- Born: 1921 Poland
- Died: 1992 (aged 70–71) US
- Occupation: Businessman
- Known for: Co-founder, Garden Homes
- Spouse: Judith Jakubowiez
- Children: Leonard Wilf
- Relatives: Joseph Wilf (brother)

= Harry Wilf =

American businessman (1921-1992)

Harry Wilf (1921 – 1992) was a Polish-born American businessman, and the co-founder of Garden Homes, one of the largest real estate development companies in the United States.

==Early life==
Harry Wilf was born in Poland in 1921, the son of Ella and Oscar Wilf. At the start of World War II, the Russians deported the family from Jaroslaw, Poland, to a Siberian labor camp.

In 1950, they emigrated to the US, and settled in Hillside, New Jersey.

==Career==
In 1954, together with his brother, Joseph Wilf, he co-founded Garden Homes, one of the largest real estate development companies in the United States.

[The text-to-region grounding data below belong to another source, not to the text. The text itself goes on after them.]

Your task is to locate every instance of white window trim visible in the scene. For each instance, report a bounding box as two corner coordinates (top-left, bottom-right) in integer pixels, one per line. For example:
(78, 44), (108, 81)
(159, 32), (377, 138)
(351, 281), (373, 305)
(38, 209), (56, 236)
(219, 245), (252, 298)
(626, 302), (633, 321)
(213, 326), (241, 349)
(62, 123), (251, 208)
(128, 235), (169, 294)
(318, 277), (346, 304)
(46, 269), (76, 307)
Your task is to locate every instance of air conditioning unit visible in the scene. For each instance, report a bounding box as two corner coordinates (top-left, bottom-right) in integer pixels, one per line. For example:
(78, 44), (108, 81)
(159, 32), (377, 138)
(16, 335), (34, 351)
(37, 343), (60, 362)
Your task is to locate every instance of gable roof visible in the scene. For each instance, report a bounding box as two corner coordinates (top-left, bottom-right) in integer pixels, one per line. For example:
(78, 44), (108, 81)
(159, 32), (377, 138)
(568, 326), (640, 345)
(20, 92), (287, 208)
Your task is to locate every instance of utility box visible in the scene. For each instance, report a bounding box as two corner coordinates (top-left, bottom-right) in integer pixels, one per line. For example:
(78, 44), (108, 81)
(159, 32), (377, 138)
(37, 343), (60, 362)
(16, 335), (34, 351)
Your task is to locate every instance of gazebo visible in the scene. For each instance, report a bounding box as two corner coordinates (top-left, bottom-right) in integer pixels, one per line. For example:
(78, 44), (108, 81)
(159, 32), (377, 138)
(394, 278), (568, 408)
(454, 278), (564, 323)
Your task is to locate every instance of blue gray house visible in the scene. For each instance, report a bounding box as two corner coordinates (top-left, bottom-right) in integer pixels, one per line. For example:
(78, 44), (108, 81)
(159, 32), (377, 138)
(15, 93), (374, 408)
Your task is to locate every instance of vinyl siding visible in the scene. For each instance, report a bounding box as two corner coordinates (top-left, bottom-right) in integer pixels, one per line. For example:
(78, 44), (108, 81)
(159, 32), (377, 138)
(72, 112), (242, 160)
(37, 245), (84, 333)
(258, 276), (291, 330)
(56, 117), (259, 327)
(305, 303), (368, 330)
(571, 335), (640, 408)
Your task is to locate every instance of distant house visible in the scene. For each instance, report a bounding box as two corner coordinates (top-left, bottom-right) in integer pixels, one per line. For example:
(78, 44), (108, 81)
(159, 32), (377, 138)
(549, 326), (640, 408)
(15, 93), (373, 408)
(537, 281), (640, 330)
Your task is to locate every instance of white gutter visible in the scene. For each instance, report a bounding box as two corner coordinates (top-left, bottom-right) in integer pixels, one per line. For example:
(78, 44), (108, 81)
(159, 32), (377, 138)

In 1964, they founded the Wilf Family Foundation, which later expanded into seven foundations.

==Personal life==
He was married to Judith Jakubowiez (died 2006), and they had a son, Leonard Wilf.

==Legacy==
In 1996, the Jerusalem Foundation renovated a 12 acres park in central Jerusalem (originally called Independence Park, and planted in 1958 by the South African Zionist Federation to commemorate the tenth anniversary of Israel), and rededicated it as Harry Wilf Park.